Parca is a Prometheus project that continuously analyzes CPU and memory usage over time for applications and infrastructure, down to rows, to help us save infrastructure costs, improve performance, and increase reliability.

Its configuration format almost completely mimics Prometheus and is very easy to get started with. Such as:

debug_info:
  bucket:
    type: "FILESYSTEM"
    config:
      directory: "/tmp"
  cache:
    type: "FILESYSTEM"
    config:
      directory: "/tmp"

scrape_configs:
  - job_name: "default"
    scrape_interval: "1s"
    static_configs:
      - targets: ["127.0.0.1:7070"]
Copy the code

Inspektor Gadget

Inspektor Gadget is a Kubectl plug-in for debugging and checking applications in a Kubernetes cluster. Although it was originally designed for Kinvolk’s open-source Kubernetes release, Lokomotive, it is also available on other Kubernetes releases.

StackGres

StackGres is a PostgreSQL family bucket that runs on Top of Kubernetes. It is easy to deploy enterprise-class Postgres and its surrounding components using the Operator in minutes.

The article recommended

CNCF Operator White paper

With the growing popularity of the Kubernetes Operator pattern, the CNCF Operator Working Group (TAG Application Delivery) has created a white paper to help end users and software vendors adopt Operators to simplify application delivery and operations.

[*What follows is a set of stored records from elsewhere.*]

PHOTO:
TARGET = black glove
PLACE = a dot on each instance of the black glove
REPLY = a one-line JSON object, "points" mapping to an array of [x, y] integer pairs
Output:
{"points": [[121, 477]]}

The goal of the white paper is to provide a clearly defined and comprehensive guide to operators for cloud native applications in the context of Kubernetes and other container scheduling frameworks. It Outlines:

  • Operator design patterns and future emerging patterns.
  • This section describes the recommended configuration, implementation, and use cases of Operator application management system.
  • Best practices, including observability and security, technical implementation, and code samples maintained by CNCF.
  • Recommendations for organizations that wish to design their own operators.

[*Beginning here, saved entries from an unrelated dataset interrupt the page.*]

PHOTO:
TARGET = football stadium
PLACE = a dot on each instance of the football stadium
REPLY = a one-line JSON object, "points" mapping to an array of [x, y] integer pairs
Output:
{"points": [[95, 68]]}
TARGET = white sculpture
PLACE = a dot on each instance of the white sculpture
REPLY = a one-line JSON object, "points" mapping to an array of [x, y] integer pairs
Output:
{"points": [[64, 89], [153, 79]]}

Use eBPF to prevent data leakage

Security is not just about preventing intrusions, it’s also about preventing data from escaping, and with proper security, even if an attacker gains access to a server, data won’t flow to unauthorized locations. This paper discusses how to use eBPF to prevent data leakage.

Which version of the JDK should we use?

OpenJDK is an open source reference implementation of the Java SE specification, but it is just the source code. Different vendors provide binary distributions for different platforms, which differ in terms of licenses, commercial support, supported platforms, and update frequency. This article provides detailed suggestions for selecting OpenJDK.

This article is published by OpenWrite!